Monday, February 27, 2017

Daily Caller: "Politifact Says Trump Is Right, But Rates His Remark ‘Mostly False'"

The Daily Caller notes an item from PolitiFact where President Trump tweeted something PolitiFact found true, after which the fact checkers proceeded to rate the claim "Mostly False."

The Daily Caller's Alex Pfeiffer has the skinny:
The tweet from Trump came after Gateway Pundit reported on the change in the national debt under the two respective presidents and after former Godfather Pizza CEO Herman Cain brought up the figures on Fox News.

Politifact wrote: “The numbers check out. And in fact, the total public debt has dropped another $22 billion since the Gateway Pundit article published, according to data from the U.S. Department of Treasury.”

Despite this, Politifact still gave Trump a rating of “mostly false” and titled its article, “Why Donald Trump’s tweet about national debt decrease in his first month is highly misleading.”
We saw this item and considered writing it up. It seemed to us the type of thing that liberal (or even moderate) readers might excuse, judging that PolitiFact did enough to justify the "Mostly False" rating it gave to Trump's tweet.

The case needs additional information to show that it does not represent a fair fact check.

The definition of "Mostly False"

Did PolitiFact show that Trump's tweet met its definition of "Mostly False"? Here is the definition:
MOSTLY FALSE – The statement contains an element of truth but ignores critical facts that would give a different impression.
Trump's tweet did not simply contain "an element of truth." It was true (and misleading). PolitiFact's "Truth-O-Meter" definitions mean little. PolitiFact does not used objective criteria to decide the rating. If objective criteria decided the rating, then PolitiFact's creator would not declare that "Truth-O-Meter" ratings are "entirely subjective."

Sauce for the gander?


If PolitiFact applied its judgments consistently, then the Daily Caller and sites like ours would have little to complain about. But vague definitions that ultimately fail to guide the final rating make it virtually impossible even for well-meaning left-leaning journalists to keep the scales balanced.

Consider an example from the PolitiFact Oregon franchise. PolitiFact Oregon rated Democrat Brad Avakian "Mostly True" for a false statement:
Avakian, citing Census data and echoing claims by Obama and others, said women in Oregon "earn an average of 79 cents for every dollar that men earn for doing the same job." The report he relied on noted that the 79-cent figure applies to full-time, year-round work, although Avakian didn’t include those stipulations.

For starters, the commissioner loses points for cherry-picking the 79-cent figure. Other means of measuring pay gaps between men and women put it considerably less.

The same can be said of the "for doing the same job" piece. As PolitiFact has found previously, the existence of a pay gap doesn’t necessarily mean that all of the gap is caused by individual employer-level discrimination, as Avakian’s claim implies. Some of the gap is at least partially explained by the predominance of women in lower-paying fields, rather than women necessarily being paid less for the same job than men are.

Finally, Avakian used the term "average" when the report he relied on said "median." He could have avoided that by simply saying women "make 79 cents for every dollar a man earns," but since the information he cited contains only median incomes, we find the difference to be inconsequential.

Those caveats aside, he still is well inside the ballpark and the ratio he cited is a credible figure from a credible agency. We rate the claim Mostly True.
That's an inexcusably tilted playing field. If Avakian had described the raw pay gap without saying it compared men and women doing the same job, then his claim would have paralleled Trump's: a true but misleading statement. But Avakian's statement was not true and misleading. It was false and misleading at the same time.

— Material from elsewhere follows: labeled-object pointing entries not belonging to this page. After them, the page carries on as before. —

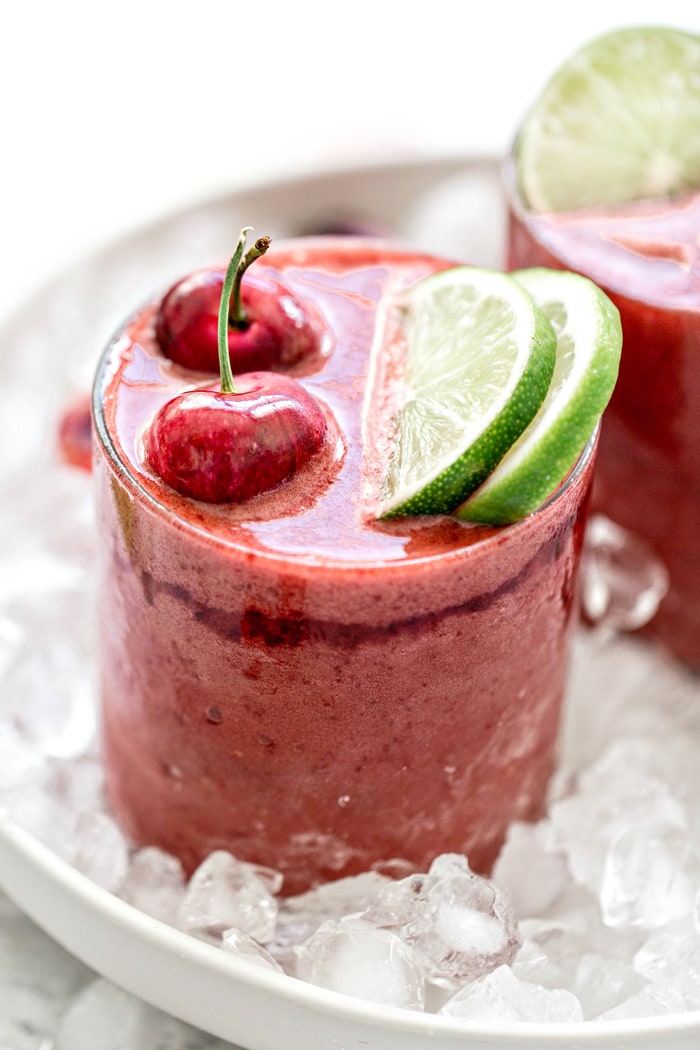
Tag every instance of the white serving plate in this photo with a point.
(451, 206)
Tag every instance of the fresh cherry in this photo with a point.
(268, 328)
(234, 443)
(225, 447)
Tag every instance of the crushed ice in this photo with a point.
(591, 914)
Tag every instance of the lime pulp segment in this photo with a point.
(479, 356)
(589, 342)
(618, 122)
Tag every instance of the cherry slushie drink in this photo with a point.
(285, 676)
(644, 255)
(599, 183)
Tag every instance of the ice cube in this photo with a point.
(459, 924)
(672, 956)
(300, 916)
(530, 873)
(612, 798)
(622, 580)
(354, 957)
(602, 982)
(501, 996)
(226, 893)
(154, 883)
(653, 1001)
(99, 849)
(650, 875)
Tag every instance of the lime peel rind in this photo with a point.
(440, 488)
(619, 121)
(547, 450)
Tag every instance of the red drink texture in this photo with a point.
(647, 257)
(308, 688)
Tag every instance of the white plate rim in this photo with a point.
(119, 941)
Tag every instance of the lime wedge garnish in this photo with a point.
(618, 122)
(475, 359)
(588, 354)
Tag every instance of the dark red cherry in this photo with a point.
(275, 333)
(226, 447)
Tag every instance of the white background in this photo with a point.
(113, 114)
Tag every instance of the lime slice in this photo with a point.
(588, 354)
(475, 359)
(620, 121)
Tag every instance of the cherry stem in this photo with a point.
(235, 270)
(237, 314)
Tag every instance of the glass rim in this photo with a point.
(124, 469)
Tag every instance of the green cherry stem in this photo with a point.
(237, 314)
(231, 289)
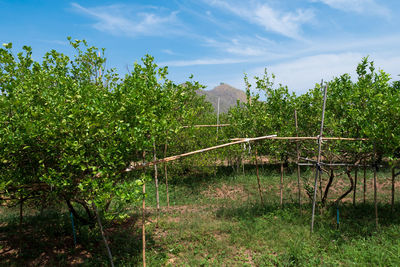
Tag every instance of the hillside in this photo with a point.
(228, 96)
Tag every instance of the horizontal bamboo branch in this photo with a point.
(311, 138)
(138, 165)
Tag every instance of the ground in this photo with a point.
(220, 221)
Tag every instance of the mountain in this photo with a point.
(228, 96)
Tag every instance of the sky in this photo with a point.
(301, 42)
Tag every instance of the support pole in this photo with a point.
(375, 190)
(317, 169)
(103, 235)
(73, 228)
(365, 182)
(166, 173)
(298, 160)
(218, 117)
(258, 179)
(144, 224)
(355, 186)
(156, 177)
(281, 187)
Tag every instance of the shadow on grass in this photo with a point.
(46, 240)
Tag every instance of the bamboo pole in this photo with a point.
(298, 160)
(365, 182)
(144, 224)
(375, 190)
(317, 167)
(258, 178)
(393, 183)
(301, 138)
(166, 173)
(355, 186)
(281, 186)
(156, 178)
(136, 166)
(206, 125)
(103, 235)
(218, 117)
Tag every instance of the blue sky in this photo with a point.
(301, 42)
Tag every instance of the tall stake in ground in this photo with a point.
(258, 179)
(144, 224)
(393, 181)
(103, 235)
(375, 190)
(317, 167)
(281, 187)
(355, 186)
(166, 173)
(365, 181)
(156, 177)
(298, 159)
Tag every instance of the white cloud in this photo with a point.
(303, 73)
(273, 20)
(118, 20)
(205, 61)
(358, 6)
(241, 46)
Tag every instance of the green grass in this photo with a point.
(220, 221)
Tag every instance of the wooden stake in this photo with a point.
(355, 186)
(298, 160)
(317, 167)
(144, 224)
(156, 178)
(258, 180)
(393, 183)
(103, 235)
(218, 117)
(365, 182)
(136, 166)
(166, 173)
(375, 190)
(281, 189)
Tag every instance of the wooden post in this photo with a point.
(217, 116)
(103, 235)
(281, 191)
(298, 160)
(258, 179)
(375, 190)
(156, 177)
(166, 173)
(317, 167)
(20, 212)
(365, 181)
(393, 183)
(144, 224)
(355, 186)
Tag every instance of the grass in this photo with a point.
(220, 221)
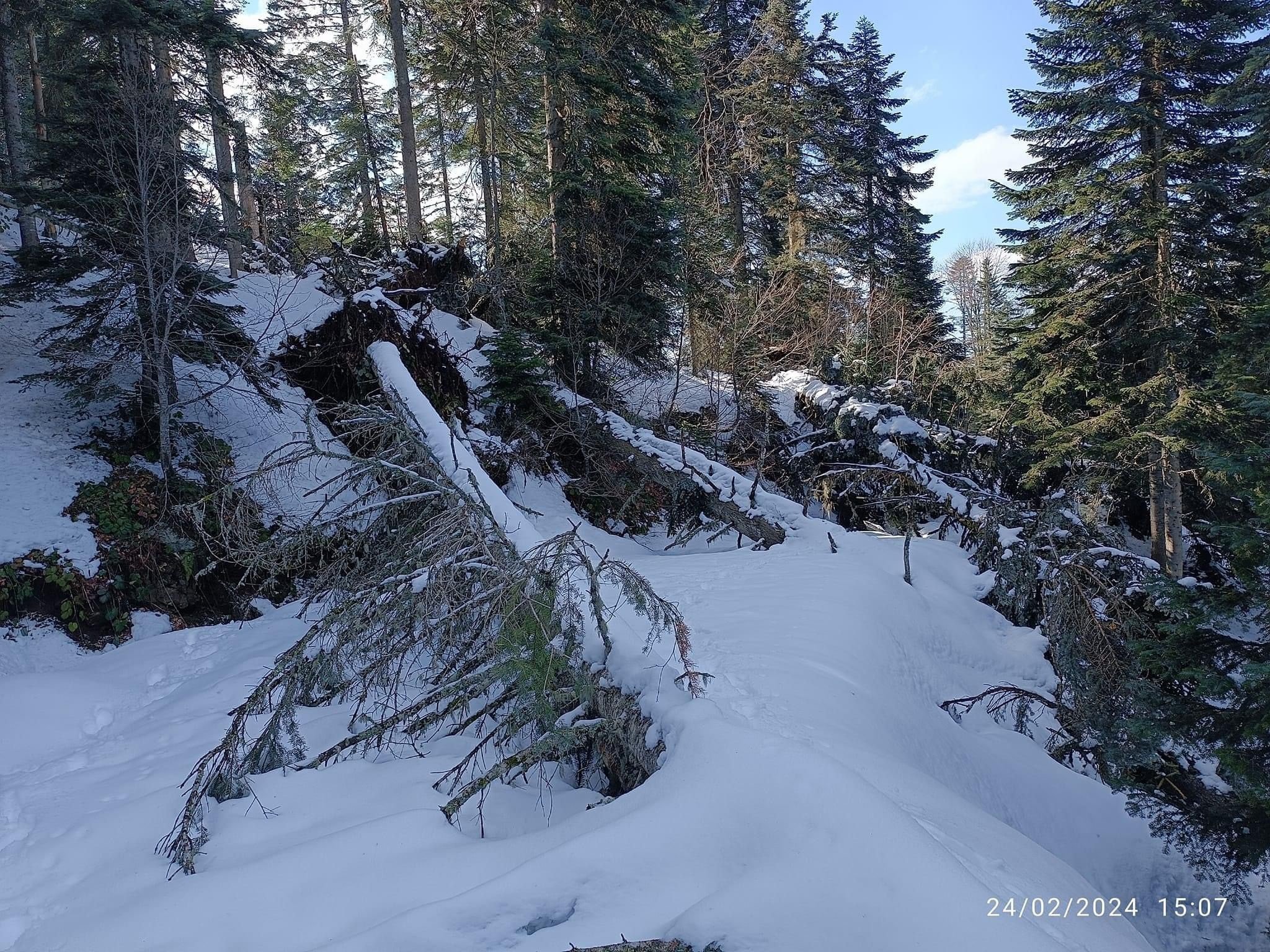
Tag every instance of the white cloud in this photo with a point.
(963, 173)
(916, 94)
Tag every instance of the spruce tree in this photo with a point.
(886, 234)
(1140, 275)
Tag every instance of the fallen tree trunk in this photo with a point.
(700, 487)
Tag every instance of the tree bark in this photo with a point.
(224, 162)
(553, 122)
(406, 116)
(353, 75)
(487, 179)
(1168, 544)
(37, 100)
(13, 133)
(445, 165)
(246, 180)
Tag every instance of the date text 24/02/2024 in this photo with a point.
(1100, 907)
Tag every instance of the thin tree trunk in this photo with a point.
(1156, 496)
(224, 162)
(353, 74)
(375, 167)
(406, 116)
(246, 180)
(13, 133)
(1175, 542)
(553, 123)
(445, 164)
(37, 100)
(1168, 544)
(487, 183)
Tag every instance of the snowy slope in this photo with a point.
(817, 799)
(40, 434)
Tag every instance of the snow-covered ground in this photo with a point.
(41, 462)
(815, 800)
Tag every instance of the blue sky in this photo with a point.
(959, 58)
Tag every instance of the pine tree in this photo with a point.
(886, 234)
(611, 138)
(1134, 263)
(117, 167)
(1140, 275)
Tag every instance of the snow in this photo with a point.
(448, 448)
(281, 307)
(41, 434)
(230, 408)
(817, 799)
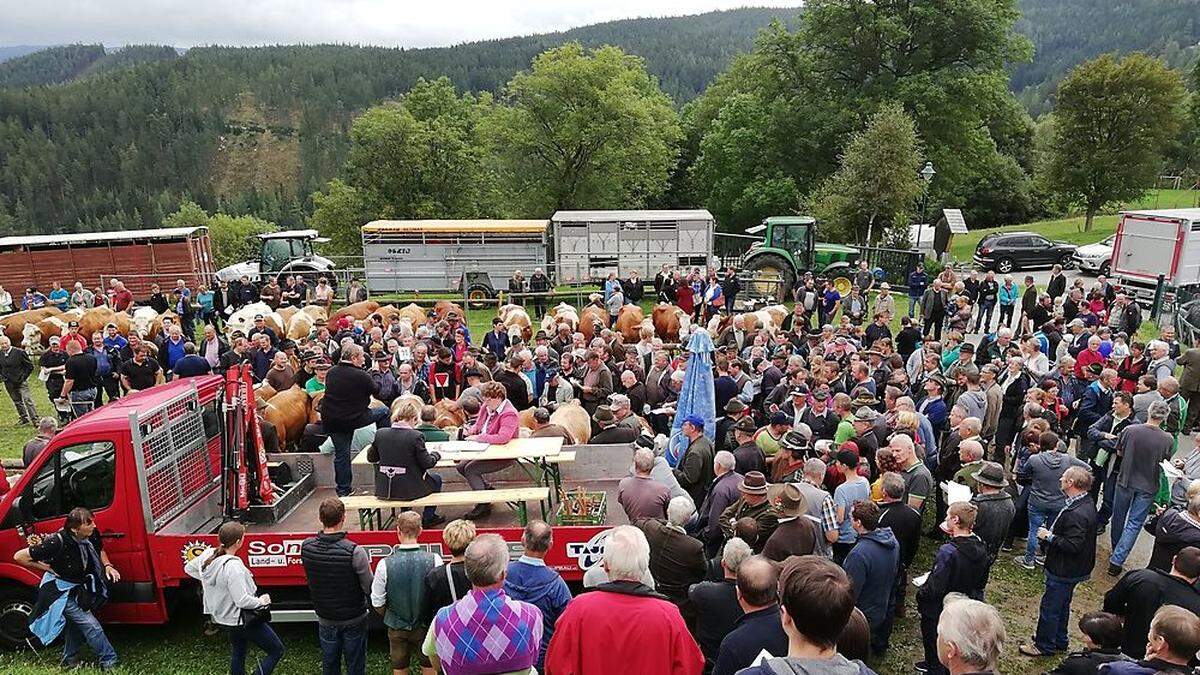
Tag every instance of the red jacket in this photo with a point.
(622, 627)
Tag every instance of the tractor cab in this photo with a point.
(790, 234)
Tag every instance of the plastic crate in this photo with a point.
(582, 507)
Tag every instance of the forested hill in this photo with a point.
(257, 130)
(1067, 33)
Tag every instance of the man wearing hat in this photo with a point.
(747, 454)
(751, 503)
(735, 410)
(995, 505)
(695, 469)
(864, 435)
(795, 533)
(610, 431)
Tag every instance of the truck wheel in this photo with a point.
(16, 605)
(478, 297)
(773, 275)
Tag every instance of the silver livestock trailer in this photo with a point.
(437, 255)
(591, 244)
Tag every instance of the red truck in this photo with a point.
(160, 256)
(153, 467)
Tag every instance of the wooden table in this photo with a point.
(532, 455)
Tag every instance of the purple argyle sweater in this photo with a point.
(487, 632)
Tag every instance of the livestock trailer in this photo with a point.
(1156, 243)
(138, 257)
(433, 255)
(591, 244)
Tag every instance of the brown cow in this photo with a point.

Yet it received a "Mostly True" rating compared to Trump's "Mostly False" rating.

Doesn't fact-checking need better standards than that?



Jeff Adds (1922PST 2/27/17):
We'd love to see PolitiFact reconcile their Mostly False rating of Trump's claim with the rationale behind this gem:



Was there anything misleading about Clinton's statement?
Clinton’s figures check out, and they also mirror the broader results we came up with two years ago. Partisans are free to interpret these findings as they wish, but on the numbers, Clinton’s right. We rate his claim True.
Ha! Silly factseekers. When Trump makes an accurate claim PolitiFact conjures their magical powers of objectivity to decide what is misleading. When lovable ol' Bill makes a claim, heck, PolitiFact is just checkin' the numbers and all you partisans can figure out what it means.

Note that PolitiFact gave Bill Clinton a True rating, which they define as "The statement is accurate and there’s nothing significant missing." Must be nice to be in the club.

We've pointed out how PolitiFact's application of standards is akin to the game of Plinko. With ratings like this it's difficult to view PolitiFact as serious journalists instead of carnival barkers.